What did you learn from the experimental classes?

Whenever you get down on the floor, your dog gets wound up. You're at eye level. When I bring the mat out, I had to find a way to calm [the dog] down. There's even one position in yoga, downward-facing dog, that dogs get in when they want to play. I started doing little stretches [with the dog], little massages, using my own breath, not allowing myself to get agitated. When I first did doga in February, all the owners were yelling at their dogs: "Be quiet!" The first thing we did in the class was centering. It's really for the humans: Be OK with whatever your dog is doing. Don't allow yourself to become agitated. Hold on to the leash! But still keep yourself focused on your breath. By the end of the hour, all the dogs were lying on the floor.

 

Toby seems to be able to enter a state of calm at will ... when he feels like it, anyway.

An animal doesn't sit and stew. There's a lot we can teach our dogs. But there's a lot they can teach us.

 

Do you notice doga making a difference with the dogs?

It's not until halfway through class that you see some of the dogs start to sit. One of the things we're thinking of doing is asking people to come a little early, to get over some of that energy ... so the dogs can do all their sniffing. Our emotional state affects our dogs. As they're reading your body posture and your breathing, they can tell how you're feeling. They can also read when we feel safe and centered. They've done studies that have found that when you pet animals, it actually lowers your blood pressure, which is what we're trying to do in yoga. When you're calm, your dog senses, "They're at a place of peace; I can go there too." I don't think it's a class where the dogs are going to be transformed ... are going to end up standing on their noses.

 

But you still managed to do some doga exercises, from massage and walking to eye contact and postures.

In walking, I wanted to do something that might be a little meditative for the dog, and make it repetitious so the dogs aren't thinking, "What going to happen next? Who can I jump on?" The next exercise was eye contact. Wherever you look is where your mind goes. I wanted to have humans and dogs making eye contact. It's actually really sweet, where you're looking into your pet's eyes. It's this really loving connection.

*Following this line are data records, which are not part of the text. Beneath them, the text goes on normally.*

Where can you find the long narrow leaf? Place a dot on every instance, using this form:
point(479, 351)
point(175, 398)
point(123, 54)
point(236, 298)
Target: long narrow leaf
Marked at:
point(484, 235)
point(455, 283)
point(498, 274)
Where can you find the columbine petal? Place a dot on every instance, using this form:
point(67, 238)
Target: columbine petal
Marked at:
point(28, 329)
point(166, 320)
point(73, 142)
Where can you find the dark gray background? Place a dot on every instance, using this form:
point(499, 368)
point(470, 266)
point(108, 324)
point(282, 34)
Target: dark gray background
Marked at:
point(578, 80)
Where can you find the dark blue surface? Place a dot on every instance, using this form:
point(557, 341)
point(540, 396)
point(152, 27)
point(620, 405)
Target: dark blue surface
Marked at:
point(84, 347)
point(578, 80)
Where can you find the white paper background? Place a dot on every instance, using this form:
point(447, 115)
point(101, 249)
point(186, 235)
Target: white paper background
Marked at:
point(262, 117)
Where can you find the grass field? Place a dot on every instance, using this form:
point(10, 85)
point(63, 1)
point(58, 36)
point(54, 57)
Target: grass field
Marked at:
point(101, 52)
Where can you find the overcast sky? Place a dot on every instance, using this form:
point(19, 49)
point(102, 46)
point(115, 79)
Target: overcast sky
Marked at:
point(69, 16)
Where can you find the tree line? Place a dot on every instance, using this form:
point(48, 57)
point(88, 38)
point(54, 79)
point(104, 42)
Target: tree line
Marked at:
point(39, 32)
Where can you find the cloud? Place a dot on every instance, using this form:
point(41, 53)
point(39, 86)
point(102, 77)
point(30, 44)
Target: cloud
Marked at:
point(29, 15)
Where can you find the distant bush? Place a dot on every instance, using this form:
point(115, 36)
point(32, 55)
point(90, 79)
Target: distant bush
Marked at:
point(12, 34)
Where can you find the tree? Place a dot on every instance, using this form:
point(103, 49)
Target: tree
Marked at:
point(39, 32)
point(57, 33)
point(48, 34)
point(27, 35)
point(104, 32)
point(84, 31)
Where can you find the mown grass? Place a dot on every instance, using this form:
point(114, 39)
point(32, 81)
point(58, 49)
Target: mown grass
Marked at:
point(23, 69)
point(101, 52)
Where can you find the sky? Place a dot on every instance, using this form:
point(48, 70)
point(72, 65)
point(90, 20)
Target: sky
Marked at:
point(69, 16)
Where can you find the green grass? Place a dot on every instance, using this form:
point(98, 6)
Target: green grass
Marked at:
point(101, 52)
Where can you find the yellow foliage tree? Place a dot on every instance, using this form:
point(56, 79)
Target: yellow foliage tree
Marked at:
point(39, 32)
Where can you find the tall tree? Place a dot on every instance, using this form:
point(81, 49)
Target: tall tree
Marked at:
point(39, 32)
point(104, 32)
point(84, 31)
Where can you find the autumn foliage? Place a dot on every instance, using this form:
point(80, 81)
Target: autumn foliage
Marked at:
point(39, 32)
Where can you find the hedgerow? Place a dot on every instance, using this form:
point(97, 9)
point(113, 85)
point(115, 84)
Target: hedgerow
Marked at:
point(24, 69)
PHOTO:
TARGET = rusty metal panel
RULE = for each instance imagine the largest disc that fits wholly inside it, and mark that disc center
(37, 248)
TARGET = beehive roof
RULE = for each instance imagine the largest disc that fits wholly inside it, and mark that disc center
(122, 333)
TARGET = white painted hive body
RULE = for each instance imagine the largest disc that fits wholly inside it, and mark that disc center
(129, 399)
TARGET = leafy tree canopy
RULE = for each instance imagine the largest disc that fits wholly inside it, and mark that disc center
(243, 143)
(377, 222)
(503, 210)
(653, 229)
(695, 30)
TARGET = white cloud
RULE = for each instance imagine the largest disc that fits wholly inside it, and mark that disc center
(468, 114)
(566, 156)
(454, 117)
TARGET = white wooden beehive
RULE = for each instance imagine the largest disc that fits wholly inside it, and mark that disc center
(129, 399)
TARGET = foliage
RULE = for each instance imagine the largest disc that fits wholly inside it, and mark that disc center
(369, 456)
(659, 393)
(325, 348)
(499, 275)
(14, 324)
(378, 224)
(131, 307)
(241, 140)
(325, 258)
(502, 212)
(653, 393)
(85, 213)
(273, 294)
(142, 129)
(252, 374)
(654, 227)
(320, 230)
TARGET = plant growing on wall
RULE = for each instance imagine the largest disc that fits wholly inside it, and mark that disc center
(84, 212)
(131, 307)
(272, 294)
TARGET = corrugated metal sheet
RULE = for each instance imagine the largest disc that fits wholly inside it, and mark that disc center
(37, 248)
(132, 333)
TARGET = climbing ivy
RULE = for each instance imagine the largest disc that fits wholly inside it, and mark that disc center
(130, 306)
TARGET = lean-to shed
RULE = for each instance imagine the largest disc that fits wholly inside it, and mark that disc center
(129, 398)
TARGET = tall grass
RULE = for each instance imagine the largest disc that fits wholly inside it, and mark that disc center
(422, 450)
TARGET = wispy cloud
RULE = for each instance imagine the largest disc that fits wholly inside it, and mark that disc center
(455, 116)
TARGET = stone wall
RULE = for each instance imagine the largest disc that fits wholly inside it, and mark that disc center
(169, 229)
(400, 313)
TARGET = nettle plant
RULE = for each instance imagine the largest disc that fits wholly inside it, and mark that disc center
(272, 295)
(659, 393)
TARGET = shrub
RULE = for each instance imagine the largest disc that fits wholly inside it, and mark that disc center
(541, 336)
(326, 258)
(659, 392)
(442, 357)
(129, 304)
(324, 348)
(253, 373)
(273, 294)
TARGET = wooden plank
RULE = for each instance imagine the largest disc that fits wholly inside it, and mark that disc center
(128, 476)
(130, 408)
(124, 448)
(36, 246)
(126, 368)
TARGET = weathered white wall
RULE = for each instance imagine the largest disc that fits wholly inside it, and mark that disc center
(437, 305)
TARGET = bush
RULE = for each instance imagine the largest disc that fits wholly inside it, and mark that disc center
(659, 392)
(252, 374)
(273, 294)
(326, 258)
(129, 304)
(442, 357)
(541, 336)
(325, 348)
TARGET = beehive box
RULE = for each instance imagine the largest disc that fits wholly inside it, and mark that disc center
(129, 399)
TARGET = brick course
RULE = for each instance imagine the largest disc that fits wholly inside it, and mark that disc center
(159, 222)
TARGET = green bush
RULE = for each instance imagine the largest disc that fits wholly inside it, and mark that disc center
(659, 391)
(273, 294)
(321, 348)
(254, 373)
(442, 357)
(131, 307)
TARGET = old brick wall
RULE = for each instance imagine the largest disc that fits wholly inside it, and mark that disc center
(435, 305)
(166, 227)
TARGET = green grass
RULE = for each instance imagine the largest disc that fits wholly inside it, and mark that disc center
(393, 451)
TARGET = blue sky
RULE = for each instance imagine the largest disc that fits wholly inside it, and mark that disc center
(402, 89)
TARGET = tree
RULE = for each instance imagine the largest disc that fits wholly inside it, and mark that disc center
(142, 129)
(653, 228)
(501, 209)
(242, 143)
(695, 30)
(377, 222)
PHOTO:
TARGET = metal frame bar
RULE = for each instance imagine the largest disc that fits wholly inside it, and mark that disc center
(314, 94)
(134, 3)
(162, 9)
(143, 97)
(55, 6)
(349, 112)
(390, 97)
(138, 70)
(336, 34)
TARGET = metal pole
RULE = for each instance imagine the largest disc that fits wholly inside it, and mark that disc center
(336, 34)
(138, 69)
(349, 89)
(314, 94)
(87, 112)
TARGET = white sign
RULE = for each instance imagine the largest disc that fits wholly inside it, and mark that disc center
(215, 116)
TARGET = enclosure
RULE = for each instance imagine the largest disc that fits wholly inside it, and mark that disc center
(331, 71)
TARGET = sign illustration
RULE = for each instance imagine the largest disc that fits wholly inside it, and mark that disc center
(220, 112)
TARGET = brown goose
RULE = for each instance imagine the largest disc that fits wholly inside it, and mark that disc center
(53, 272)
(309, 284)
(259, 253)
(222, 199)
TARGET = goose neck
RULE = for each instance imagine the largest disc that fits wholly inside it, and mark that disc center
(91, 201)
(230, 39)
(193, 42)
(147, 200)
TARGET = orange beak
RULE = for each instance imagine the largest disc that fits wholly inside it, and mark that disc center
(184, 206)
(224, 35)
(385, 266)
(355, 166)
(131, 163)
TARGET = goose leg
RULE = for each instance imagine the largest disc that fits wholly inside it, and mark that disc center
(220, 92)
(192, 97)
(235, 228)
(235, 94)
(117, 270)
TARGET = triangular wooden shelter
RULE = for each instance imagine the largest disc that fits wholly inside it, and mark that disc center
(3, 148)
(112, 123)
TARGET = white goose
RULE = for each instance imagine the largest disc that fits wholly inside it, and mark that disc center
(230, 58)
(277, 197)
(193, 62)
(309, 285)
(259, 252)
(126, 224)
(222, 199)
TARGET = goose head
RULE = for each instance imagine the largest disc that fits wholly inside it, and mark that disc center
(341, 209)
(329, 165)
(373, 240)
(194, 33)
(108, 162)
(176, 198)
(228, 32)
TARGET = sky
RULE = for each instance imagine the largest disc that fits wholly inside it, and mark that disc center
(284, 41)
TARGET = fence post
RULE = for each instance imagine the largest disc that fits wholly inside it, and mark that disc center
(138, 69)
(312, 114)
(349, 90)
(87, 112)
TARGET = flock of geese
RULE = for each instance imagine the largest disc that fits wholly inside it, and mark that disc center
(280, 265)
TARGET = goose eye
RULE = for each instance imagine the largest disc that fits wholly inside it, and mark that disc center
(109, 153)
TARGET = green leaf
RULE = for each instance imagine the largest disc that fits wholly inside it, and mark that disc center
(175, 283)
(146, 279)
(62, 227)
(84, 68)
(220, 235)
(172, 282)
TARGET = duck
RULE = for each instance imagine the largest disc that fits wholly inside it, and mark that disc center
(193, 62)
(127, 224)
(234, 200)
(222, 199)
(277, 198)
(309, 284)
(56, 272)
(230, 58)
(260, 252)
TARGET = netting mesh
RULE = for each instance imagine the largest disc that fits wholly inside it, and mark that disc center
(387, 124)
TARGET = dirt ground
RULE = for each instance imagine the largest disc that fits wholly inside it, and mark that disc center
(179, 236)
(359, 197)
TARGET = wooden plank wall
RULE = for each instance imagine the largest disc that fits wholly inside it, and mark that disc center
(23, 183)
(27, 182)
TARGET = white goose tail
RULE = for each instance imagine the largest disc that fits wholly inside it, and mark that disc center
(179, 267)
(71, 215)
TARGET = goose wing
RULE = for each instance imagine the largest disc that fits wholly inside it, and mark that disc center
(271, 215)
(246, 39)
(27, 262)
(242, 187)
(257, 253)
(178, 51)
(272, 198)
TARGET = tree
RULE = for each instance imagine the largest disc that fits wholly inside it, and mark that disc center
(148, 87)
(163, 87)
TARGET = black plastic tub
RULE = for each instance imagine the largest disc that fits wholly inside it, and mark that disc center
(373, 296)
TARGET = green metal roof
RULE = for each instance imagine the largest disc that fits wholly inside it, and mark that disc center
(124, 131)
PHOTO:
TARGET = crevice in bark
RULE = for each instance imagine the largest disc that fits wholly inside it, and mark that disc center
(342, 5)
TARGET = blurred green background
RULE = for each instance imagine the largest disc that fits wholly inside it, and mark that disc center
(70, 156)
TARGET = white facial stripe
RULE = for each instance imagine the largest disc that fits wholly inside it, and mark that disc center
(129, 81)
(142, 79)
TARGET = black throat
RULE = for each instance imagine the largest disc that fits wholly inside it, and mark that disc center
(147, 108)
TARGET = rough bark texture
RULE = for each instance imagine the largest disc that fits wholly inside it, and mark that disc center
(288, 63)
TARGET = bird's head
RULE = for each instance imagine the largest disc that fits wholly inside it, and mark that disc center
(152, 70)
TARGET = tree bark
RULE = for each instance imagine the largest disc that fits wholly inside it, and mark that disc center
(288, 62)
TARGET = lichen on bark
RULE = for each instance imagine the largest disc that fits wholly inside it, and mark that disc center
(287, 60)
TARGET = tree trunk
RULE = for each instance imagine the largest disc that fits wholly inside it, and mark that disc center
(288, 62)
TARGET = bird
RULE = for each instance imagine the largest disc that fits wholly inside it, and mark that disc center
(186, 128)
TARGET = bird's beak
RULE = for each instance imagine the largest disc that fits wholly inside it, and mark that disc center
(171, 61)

It can be a sign of provocation, if you go up to a strange dog. But ... a dog or cat will naturally want to look into your eyes.

 

When we got the dogs calmed down, we started with some leg rotation-type stretches. Then we came to the fun part. There are dog postures humans can do. But our bone structures are very different ... their spines and hips are very different.

 

At the end, we did a meditation. Some people put one hand on their heart and one hand on their dog's heart, just trying to send a loving message to their pet. It's a Buddhist meditation, just to send loving and compassion to your pet ... and to all pets outside the shelter and everywhere.

 

Has doga changed Toby?

We have another dog that we just got in April from the Animal Rescue League. He probably needs it more than Toby. We've been cleaning up a lot of urine around the house. He needs a calm, reassuring voice. I took him to the classes. It helped a little. He was lying on the floor by the end of the class. We saw a difference in all the dogs ... it was just a matter of where they started.